STEVE INSKEEP, host:
British authorities are following the radiation as they investigate the poisoning of a Russian man. Traces of radiation lead back to Russia from London where former spy, Alexander Litvinenko, died.
And that's where the investigation is moving as NPR's Gregory Feifer reports from Moscow.
GREGORY FEIFER: Four British counterterrorism officers arrived in Moscow yesterday. One of the key potential witnesses they hope to question is Andrei Lugovoi, a former Russian intelligence officer who met Litvinenko in a London hotel on November 1st, the day he fell ill.
Lugovoi denies involvement, telling Russian television he's ready to fully cooperate with the investigators.
Mr. ANDREI LUGOVOI (Former Russian Intelligence Officer): (Through translator) I contacted Scotland Yard, myself. I said I was waiting for them in Moscow. I'm not even considering returning to London because of the hysteria the Western press has whipped up around this case.
FEIFER: Litvinenko, a vocal Kremlin critic, died from ingesting radioactive polonium 210 last month. In a deathbed statement, he blamed Russian president Vladimir Putin for ordering his death. Russian authorities deny the charge. Putin said the poisoning was a provocation by his critics, seeking to discredit Russia. And Foreign Minister Sergei Lavrov, on Monday, warned London not to politicize Litvinenko's death.

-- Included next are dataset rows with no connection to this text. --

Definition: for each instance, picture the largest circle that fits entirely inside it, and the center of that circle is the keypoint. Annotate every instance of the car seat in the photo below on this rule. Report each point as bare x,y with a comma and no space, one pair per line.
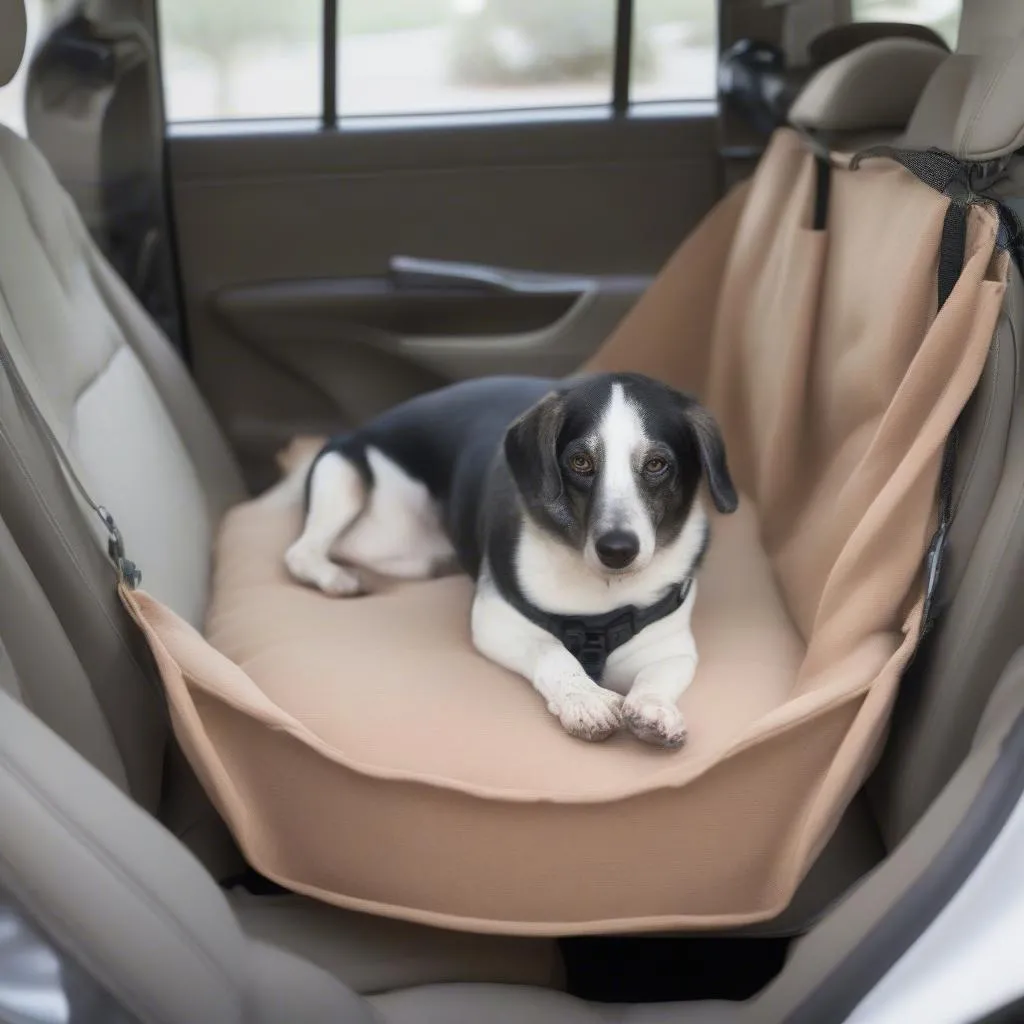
126,411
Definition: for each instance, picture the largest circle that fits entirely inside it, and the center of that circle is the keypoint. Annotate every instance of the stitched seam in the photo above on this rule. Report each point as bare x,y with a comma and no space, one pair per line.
119,870
980,109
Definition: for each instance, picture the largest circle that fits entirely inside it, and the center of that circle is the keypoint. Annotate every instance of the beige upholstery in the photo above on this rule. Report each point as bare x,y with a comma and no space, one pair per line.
836,391
871,88
985,25
117,395
971,108
108,710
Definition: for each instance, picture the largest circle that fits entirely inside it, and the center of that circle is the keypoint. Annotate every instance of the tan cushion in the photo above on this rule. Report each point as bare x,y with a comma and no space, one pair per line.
364,754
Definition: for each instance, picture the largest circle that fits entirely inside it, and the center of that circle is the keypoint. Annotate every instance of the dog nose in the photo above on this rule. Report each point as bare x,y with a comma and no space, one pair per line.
616,548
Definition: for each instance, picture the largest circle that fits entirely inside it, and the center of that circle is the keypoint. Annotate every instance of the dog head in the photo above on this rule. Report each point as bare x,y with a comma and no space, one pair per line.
611,465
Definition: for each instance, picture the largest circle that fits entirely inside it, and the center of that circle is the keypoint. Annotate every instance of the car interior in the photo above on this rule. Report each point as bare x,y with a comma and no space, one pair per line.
177,306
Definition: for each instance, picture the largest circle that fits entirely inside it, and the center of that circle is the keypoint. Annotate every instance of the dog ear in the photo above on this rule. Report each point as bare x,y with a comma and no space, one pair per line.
530,449
711,449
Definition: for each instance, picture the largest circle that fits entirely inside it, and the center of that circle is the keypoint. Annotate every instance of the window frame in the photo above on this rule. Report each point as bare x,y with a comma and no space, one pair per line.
332,119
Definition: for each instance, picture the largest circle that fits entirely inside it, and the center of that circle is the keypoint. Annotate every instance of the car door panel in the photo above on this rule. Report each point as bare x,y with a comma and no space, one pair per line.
529,240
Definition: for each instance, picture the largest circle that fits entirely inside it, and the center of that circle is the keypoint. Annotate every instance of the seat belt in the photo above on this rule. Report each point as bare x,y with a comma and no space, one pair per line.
955,179
127,571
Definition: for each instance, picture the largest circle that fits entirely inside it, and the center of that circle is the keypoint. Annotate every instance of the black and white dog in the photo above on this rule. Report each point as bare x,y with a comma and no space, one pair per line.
576,507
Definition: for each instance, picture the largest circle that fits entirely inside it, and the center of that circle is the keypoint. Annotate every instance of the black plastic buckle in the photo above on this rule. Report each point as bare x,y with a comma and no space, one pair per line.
933,569
127,569
589,647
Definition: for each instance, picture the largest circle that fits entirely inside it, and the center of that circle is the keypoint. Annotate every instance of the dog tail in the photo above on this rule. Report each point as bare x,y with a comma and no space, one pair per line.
294,461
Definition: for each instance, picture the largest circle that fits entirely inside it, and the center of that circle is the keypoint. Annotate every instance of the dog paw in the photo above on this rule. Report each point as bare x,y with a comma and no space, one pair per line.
591,715
328,577
655,722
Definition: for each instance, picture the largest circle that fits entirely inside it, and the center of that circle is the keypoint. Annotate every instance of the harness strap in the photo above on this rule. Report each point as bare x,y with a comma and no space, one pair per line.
128,572
590,639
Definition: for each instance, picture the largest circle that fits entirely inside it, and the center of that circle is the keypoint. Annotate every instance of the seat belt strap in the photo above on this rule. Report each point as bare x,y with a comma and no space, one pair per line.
128,572
952,178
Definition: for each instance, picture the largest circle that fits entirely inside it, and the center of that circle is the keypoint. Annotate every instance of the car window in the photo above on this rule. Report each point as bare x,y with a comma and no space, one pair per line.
238,59
941,15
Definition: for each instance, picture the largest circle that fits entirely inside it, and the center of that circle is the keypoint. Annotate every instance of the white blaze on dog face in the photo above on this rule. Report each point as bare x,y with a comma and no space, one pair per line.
621,529
609,468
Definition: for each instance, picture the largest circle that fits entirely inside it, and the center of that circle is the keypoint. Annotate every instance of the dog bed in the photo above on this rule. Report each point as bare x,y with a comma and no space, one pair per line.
364,754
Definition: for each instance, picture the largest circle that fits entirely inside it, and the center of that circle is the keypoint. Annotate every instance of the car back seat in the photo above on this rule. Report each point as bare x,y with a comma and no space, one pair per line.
130,417
123,407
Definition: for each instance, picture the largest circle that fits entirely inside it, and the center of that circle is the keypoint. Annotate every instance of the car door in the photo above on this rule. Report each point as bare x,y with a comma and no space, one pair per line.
376,198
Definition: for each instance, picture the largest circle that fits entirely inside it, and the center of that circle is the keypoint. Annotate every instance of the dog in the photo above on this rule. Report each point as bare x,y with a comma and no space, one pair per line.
577,507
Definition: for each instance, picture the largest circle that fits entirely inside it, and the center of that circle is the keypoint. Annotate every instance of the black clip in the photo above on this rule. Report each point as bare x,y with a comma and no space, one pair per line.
129,572
933,568
589,647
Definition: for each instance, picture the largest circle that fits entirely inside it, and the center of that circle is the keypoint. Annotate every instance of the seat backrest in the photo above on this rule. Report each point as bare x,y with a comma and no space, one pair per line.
109,893
118,399
971,108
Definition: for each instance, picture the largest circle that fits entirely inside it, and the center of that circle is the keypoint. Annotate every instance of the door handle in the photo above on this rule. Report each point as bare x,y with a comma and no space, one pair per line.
413,272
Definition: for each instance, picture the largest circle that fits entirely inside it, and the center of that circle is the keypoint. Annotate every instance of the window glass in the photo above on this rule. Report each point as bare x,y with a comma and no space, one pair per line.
40,13
675,50
241,58
432,56
942,15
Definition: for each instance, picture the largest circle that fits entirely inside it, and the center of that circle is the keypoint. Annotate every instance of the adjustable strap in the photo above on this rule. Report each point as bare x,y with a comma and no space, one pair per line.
590,639
962,182
128,572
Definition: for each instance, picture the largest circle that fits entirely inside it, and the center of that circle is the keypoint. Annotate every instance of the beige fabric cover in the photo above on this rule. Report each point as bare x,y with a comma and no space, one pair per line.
364,754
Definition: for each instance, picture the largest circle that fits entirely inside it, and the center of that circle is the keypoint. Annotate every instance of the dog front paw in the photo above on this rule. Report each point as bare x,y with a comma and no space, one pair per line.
591,715
328,577
655,722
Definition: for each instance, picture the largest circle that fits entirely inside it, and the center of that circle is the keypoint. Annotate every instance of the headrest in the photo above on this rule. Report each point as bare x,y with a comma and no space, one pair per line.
986,23
875,87
972,107
12,28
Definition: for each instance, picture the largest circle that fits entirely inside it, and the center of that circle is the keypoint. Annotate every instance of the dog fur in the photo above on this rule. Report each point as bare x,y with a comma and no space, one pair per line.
576,497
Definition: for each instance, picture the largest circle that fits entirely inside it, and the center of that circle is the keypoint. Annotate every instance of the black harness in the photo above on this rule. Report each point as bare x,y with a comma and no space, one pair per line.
590,639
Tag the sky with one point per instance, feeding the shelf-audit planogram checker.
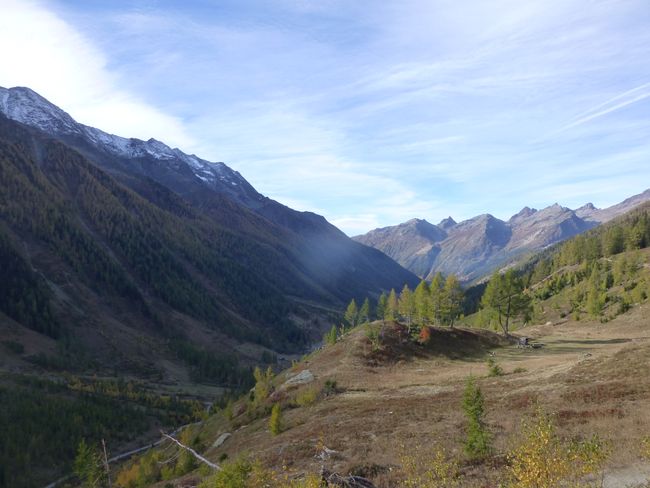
(367, 112)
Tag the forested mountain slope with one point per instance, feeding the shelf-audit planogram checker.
(474, 248)
(90, 251)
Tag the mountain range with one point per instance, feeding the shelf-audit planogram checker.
(134, 252)
(475, 247)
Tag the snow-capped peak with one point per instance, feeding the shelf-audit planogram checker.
(28, 107)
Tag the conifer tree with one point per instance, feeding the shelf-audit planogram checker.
(452, 299)
(436, 290)
(477, 443)
(382, 306)
(88, 466)
(422, 298)
(351, 316)
(364, 312)
(505, 296)
(392, 306)
(275, 422)
(406, 306)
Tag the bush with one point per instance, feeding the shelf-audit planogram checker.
(428, 470)
(373, 333)
(542, 460)
(478, 441)
(275, 422)
(330, 387)
(307, 397)
(330, 337)
(494, 368)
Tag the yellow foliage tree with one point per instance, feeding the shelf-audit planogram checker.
(542, 460)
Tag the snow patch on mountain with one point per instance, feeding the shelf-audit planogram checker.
(28, 107)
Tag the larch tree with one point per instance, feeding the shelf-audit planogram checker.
(364, 312)
(351, 316)
(407, 306)
(505, 296)
(422, 298)
(436, 290)
(392, 306)
(452, 300)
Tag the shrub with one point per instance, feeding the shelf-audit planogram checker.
(330, 337)
(425, 335)
(494, 368)
(645, 447)
(542, 460)
(478, 441)
(307, 397)
(374, 336)
(330, 387)
(428, 470)
(275, 422)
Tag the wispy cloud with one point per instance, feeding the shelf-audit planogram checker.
(608, 108)
(370, 113)
(48, 54)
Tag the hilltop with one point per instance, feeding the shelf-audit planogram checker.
(474, 248)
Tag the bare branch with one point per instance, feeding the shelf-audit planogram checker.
(191, 451)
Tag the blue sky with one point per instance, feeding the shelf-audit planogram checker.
(370, 113)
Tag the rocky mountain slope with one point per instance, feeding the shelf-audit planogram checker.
(473, 248)
(134, 254)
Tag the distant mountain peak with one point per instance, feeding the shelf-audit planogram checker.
(28, 107)
(447, 223)
(523, 213)
(588, 206)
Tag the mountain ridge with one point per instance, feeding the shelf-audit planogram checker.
(133, 247)
(474, 247)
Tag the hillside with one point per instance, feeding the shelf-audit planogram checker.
(374, 411)
(386, 406)
(474, 248)
(99, 243)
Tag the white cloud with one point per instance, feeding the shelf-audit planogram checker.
(45, 53)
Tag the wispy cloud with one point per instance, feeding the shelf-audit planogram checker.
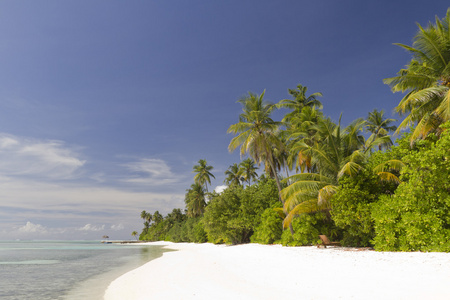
(151, 172)
(43, 158)
(32, 228)
(117, 227)
(90, 227)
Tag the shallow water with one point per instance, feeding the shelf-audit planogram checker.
(68, 270)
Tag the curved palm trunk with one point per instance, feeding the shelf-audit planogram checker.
(277, 180)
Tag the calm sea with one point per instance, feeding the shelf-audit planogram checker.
(66, 270)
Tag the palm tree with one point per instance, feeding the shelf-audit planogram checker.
(203, 176)
(299, 102)
(380, 127)
(195, 200)
(247, 170)
(257, 133)
(339, 152)
(303, 131)
(233, 175)
(426, 80)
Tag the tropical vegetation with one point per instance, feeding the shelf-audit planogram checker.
(307, 175)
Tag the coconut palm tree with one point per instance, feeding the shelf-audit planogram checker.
(195, 200)
(303, 131)
(257, 133)
(299, 102)
(339, 152)
(203, 176)
(426, 80)
(233, 175)
(247, 170)
(380, 127)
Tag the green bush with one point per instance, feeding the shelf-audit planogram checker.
(270, 228)
(233, 215)
(417, 216)
(307, 228)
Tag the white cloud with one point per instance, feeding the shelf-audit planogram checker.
(152, 172)
(31, 157)
(32, 228)
(117, 227)
(220, 188)
(90, 227)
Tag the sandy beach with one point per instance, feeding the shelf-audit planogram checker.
(252, 271)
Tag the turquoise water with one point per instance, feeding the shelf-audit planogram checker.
(66, 269)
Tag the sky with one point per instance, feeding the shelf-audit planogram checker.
(105, 106)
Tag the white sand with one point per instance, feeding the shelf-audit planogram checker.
(206, 271)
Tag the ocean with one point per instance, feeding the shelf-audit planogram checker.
(67, 270)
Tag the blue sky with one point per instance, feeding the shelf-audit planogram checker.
(105, 106)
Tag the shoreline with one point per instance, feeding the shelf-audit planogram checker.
(253, 271)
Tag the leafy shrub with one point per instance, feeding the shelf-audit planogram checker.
(233, 215)
(270, 228)
(417, 216)
(307, 228)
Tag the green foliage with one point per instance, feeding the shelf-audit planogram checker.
(351, 213)
(233, 215)
(307, 228)
(270, 228)
(417, 216)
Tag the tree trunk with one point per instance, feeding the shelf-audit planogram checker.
(277, 180)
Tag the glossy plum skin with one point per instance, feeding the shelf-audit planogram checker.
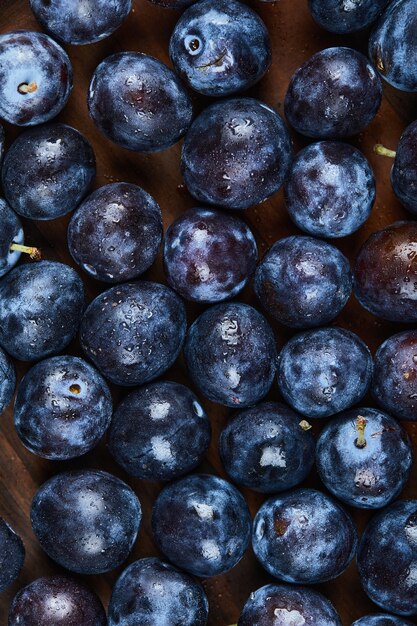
(209, 255)
(367, 477)
(63, 407)
(138, 102)
(324, 371)
(346, 16)
(385, 273)
(330, 189)
(393, 46)
(283, 605)
(34, 59)
(237, 153)
(116, 232)
(12, 555)
(220, 47)
(381, 619)
(86, 520)
(230, 354)
(134, 332)
(202, 524)
(7, 380)
(159, 432)
(173, 4)
(152, 593)
(265, 448)
(394, 384)
(404, 169)
(79, 22)
(56, 601)
(47, 171)
(41, 305)
(303, 282)
(11, 231)
(334, 94)
(386, 558)
(304, 537)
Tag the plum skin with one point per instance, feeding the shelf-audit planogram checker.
(209, 255)
(221, 56)
(63, 407)
(266, 449)
(86, 520)
(236, 153)
(230, 354)
(159, 432)
(202, 524)
(369, 477)
(142, 324)
(151, 592)
(47, 171)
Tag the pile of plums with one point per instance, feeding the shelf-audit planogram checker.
(236, 153)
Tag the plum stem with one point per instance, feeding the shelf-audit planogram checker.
(27, 87)
(34, 253)
(360, 427)
(383, 151)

Mr. SERGEI LAVROV (Foreign Minister, Russia): (Speaking Foreign Language)
FEIFER: I told Foreign Secretary Margaret Beckett the only thing we're concerned about, he said, is to avoid speculation about this question. Litvinenko's friends are urging the British investigators to speak to a jailed Russian intelligence officer, who's accused the Russian Security Service - the FSP - of creating a hit squad to kill Russian émigrés in Britain.
But Western experts say it's difficult to believe Putin would have sanctioned the killing. Gerard Burke, a former assistant director of the U.S. National Security Agency, said it's imperative for Putin to cooperate with the investigation.
Mr. GERARD BURKE (Former Assistant Director, U.S. National Security Agency): The thing that would maybe tend to neutralize the damage that's already been done by this bad publicity, is to say, you know, I'm going to personally direct this investigation or have it directed under my personal aegis; and I'm going to assist the British government, note - to the full extent on my capacities, and really go after this thing.
FEIFER: The British investigators have their work cut out for them. Most believe elements within the FSP top the suspect list, because only state agencies have access to polonium.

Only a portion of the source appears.